Admiro-te mas não por isso, não por me protegerem da decrepitação do meu
espírito.
-Ela tem de perceber e sinto a necessidade de lhe explicar mais
justificadamente o porquê de não conseguirmos dialogar, de não lhe conseguir
expor o que sinto, a minha própria incapacidade de me aproximar dela. Tens
de perceber. Um pai não se aproxima porque os pais nunca sabem a verdadeira
dimensão do caminho a percorrer e parece ser tremendamente distante.

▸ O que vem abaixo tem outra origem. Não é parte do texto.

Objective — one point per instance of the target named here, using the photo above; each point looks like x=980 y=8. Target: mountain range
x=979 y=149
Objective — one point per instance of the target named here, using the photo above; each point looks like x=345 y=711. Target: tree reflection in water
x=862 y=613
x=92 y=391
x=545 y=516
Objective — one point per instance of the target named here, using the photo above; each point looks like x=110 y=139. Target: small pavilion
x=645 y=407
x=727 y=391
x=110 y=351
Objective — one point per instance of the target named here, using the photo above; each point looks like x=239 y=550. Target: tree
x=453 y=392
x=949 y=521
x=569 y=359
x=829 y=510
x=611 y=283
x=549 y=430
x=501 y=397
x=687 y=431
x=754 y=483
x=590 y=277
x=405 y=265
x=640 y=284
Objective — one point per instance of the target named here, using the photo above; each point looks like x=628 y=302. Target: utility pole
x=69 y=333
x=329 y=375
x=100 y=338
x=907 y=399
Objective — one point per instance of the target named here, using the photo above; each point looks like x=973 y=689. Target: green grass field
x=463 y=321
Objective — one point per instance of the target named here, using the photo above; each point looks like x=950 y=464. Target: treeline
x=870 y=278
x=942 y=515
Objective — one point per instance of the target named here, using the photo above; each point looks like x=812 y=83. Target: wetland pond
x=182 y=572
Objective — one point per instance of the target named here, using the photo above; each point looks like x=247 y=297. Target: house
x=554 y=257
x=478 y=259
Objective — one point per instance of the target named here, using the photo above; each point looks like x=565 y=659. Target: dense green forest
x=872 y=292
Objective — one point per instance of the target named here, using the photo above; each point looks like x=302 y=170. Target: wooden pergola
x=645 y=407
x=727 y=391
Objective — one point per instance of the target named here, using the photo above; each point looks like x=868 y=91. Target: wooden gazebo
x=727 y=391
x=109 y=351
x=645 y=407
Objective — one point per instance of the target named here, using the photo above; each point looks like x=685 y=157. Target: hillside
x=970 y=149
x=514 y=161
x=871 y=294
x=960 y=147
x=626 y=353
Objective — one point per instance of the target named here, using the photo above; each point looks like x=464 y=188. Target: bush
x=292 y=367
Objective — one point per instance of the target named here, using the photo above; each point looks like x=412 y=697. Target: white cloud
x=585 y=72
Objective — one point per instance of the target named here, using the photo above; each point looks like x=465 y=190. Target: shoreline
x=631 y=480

-Incompreensivelmente curto.
-Não poderia haver mais
intimidade que isto, a nossa exposição cruelmente ausente de tabus. Se te
revelas, profundamente escondes tudo o resto. Tens um espírito que paira leve
sobre as nossas cabeças e não permites que se revele. Não me temas. Tens que
ter conhecimento de que os pais nunca sabem. Nunca sabem nada. O porquê de não
conseguires falar é me tanto um mistério como a causa para não forçar esse abeiramento.
Os pais nunca sabem. O caminho pode ser tão curto mas também tão longínquo. Ouço-a lacrimejar. Limpa as duas lágrimas
que lhe rolam pela cara. Observa-me do canto do quarto.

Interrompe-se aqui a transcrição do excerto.